Gingium gegen Vergesslichkeit

Das Gehirn wiegt gerade einmal 2 Prozent des Körpergewichts und verbraucht aber 20 Prozent der Energie, die über die Nahrung aufgenommen wird. Zudem ist der Sauerstoffbedarf extrem hoch. So ist das Gehirn ständig im Einsatz. Im Alter kann es aufgrund von Stresssituationen dazu kommen, dass das Kurzzeitgedächtnis nicht immer perfekt funktioniert. So werden immer öfters Termine vergessen oder Gegenstände werden verlegt und können nicht mehr gefunden werden. Sollte die Vergesslichkeit längerfristig auftreten, sollte dies in jedem Fall ärztlich abgeklärt werden. Um hier langfristige Therapieerfolge zu erzielen, ist eine frühe Diagnose sehr wichtig. Neben verschreibungspflichtigen Medikamenten, wie zum Beispiel einem Antidementivum können auch pflanzliche Arzneimittel eingesetzt werden. So kann auch das nicht rezeptpflichtige Gingium mit dem Ginkgo-Extrakt ein Teil der Therapie sein.

Geschichte des Ginkgo

Seinen Ursprung hat der Ginkgo-Baum im heutigen China. Als Einziger seiner Art hat er dort die Eiszeit überlebt. Bereits seit vielen Jahrtausenden wird der Ginkgo-Baum in Ostasien verehrt. Aufgrund seiner Langlebigkeit dient er dort als Tempelpflanze. So kann ein Ginkgo-Baum durchaus bis zu 1.000 Jahre alt werden. Seine Pflanzeninhaltsstoffe machen ihn gegen Schädlinge und Umweltgifte extrem widerstandsfähig.

Seit der Moderne ist der Ginkgo-Baum auch in Europa von großem Interesse. Zahlreiche Mediziner, Botaniker und Künstler sowie Schriftsteller wurden bereits durch ihn inspiriert. So stand beispielsweise Goethe mit dem Weimarer Hofgärtner in Kontakt. Dieser vermehrte erfolgreich den Ginkgo-Baum um 1800.

In der Medizin setzte man bereits im alten China auf die Heilkraft des Ginkgo-Baumes. Mit der Verbreitung der traditionellen chinesischen Medizin fand der Ginkgo auch in Europa Einzug. Heute werden Ginkgo-Extrakte in komplexen High-Tech-Verfahren für hochwertige Arzneimittel, wie Gingium gewonnen. Dabei entfaltet Gingium eine hohe medizinische Wirksamkeit und gilt als besonders gut verträglich. Daher wird Gingium bei altersbedingten Gedächtnisproblemen sowie auch bei Tinnitus eingesetzt, da Ginkgo stark durchblutungsfördernd ist.

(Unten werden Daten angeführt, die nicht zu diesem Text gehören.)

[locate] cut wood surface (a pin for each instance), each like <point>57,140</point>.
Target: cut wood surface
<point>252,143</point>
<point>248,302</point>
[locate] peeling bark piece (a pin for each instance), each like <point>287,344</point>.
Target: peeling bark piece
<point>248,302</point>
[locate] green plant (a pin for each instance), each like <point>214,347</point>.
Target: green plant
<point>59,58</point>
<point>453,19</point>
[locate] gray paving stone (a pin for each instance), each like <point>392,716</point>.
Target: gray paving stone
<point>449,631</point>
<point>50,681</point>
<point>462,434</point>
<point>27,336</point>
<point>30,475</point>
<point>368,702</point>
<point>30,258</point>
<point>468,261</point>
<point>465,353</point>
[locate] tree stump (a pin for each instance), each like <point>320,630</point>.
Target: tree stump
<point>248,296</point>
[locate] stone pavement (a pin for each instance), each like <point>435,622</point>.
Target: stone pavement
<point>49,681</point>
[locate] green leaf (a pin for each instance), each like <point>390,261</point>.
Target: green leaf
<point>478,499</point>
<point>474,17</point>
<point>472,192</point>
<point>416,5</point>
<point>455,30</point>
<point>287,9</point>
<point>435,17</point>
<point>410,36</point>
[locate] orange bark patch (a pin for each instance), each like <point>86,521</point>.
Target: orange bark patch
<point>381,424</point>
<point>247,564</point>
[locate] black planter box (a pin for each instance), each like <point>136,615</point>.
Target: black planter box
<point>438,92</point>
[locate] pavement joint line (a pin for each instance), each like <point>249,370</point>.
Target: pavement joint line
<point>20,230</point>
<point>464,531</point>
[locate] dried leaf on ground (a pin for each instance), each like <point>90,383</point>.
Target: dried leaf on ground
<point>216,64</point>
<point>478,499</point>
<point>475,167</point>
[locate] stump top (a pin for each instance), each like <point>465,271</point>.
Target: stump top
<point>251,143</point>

Anwendung und Darreichungsformen

Gingium ist rezeptfrei in allen Apotheken als Filmtabletten oder in Tropfenform erhältlich. Die Darreichungsformen bestehen aus Gingium 40 mg, Gingium 80 mg, Gingium 120 mg sowie in einer Hochdosierung mit 240 mg. Gingium Tropfen gibt es mit 40 mg.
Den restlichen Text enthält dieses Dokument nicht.